Renting. On average rents range from 500euro to … well, as much as you can afford.
The real estate market has been going up, up and up till recently. Now that it reached a standstill we will most likely look into buying.
-What is the cost of living in Belgium?
More expensive than Germany. Less expensive than the UK. Does that answer the question? Difficult to say. Cost of living depends on income and that is very different from Brussels to suburbs and then again, from expat to non-expat. You adapt.
-What do you think about the Belgians?
I think the locals are lovely. Really, once you get to know them, great people. Only that it takes a very long time to get to know them. Then again, drawback of being an expat is that most of our friends are expats themselves.
-What are the positive and negative aspects of living in Belgium?
Lots of positives – at the crossroads of major European capitals, absolutely amazing food and drink, very international thus culturally very rich, easy going, etc.
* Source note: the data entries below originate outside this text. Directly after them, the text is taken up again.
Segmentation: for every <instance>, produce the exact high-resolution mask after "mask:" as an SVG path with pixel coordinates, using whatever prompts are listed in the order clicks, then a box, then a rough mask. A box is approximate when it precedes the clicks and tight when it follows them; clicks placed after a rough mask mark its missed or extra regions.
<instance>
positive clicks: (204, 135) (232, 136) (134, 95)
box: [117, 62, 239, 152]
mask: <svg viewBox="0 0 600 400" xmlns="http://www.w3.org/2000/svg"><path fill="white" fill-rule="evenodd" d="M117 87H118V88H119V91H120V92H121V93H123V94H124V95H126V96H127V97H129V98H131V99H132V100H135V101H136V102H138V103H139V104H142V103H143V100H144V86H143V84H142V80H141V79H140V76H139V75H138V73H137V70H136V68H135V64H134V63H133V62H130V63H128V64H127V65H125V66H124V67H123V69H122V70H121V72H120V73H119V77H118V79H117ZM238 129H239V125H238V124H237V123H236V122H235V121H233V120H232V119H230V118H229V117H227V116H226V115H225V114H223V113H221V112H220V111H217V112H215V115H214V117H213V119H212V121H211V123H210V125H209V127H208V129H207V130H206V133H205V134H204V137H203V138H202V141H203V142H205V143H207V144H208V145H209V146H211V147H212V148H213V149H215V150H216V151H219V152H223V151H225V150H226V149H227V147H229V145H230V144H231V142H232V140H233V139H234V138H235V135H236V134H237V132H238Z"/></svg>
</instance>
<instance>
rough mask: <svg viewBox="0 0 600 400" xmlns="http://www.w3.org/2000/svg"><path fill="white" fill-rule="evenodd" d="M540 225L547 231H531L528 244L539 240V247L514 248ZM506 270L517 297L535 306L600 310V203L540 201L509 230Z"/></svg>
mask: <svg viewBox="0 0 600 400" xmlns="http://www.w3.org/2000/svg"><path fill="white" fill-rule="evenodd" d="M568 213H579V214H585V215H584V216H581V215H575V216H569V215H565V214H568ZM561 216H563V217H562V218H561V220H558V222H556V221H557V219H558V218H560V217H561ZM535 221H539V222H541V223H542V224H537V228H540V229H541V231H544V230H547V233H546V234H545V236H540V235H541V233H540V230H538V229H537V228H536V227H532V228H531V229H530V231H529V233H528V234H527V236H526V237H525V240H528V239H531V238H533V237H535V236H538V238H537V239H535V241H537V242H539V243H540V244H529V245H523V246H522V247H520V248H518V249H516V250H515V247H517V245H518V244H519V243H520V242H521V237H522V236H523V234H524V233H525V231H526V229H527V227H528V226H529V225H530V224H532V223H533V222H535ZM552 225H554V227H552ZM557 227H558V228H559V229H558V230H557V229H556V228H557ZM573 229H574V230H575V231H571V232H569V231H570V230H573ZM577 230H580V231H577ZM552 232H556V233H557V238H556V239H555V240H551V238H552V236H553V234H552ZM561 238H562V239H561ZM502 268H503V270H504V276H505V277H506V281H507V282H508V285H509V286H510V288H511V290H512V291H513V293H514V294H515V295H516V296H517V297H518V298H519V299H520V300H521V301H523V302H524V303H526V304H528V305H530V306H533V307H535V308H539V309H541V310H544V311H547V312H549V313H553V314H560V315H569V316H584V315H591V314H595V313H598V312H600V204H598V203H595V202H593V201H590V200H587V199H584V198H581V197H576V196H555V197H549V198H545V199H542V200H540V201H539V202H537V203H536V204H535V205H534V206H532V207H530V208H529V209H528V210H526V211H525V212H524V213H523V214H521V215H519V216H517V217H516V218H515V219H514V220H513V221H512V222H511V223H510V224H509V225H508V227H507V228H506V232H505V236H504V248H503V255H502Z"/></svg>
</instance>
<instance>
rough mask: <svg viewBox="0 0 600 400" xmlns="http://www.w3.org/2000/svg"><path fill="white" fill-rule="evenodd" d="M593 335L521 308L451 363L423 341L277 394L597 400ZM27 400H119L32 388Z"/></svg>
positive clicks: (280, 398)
Negatives – well there is the weather! And trust me it can wear you down like nothing else. Then there is the very Belgian administration, where no one seems to know anything. Very confusing. A lot of patience is needed. (And the occasional glass of wine!)
-Do you have any tips for our readers about living in Belgium?
Enjoy it and take it all with a grain of salt. Learn one of the languages (or both). Get out there and explore the country. Then explore the neighboring countries. Enjoy the many restaurants and bars. Try Belgian beers. Oh, and the chocolate. And the moment the sun shines, take it all in because you don’t know when the next sunny day will come.
-Do you have any favorite Web sites or blogs about Belgium?
I keep (more or less regularly) 3 blogs: Food, general gourmet life (festivals, markets) and restaurant reviews are on Glorious Food and Wine. Another on and about Belgian beers (of course!).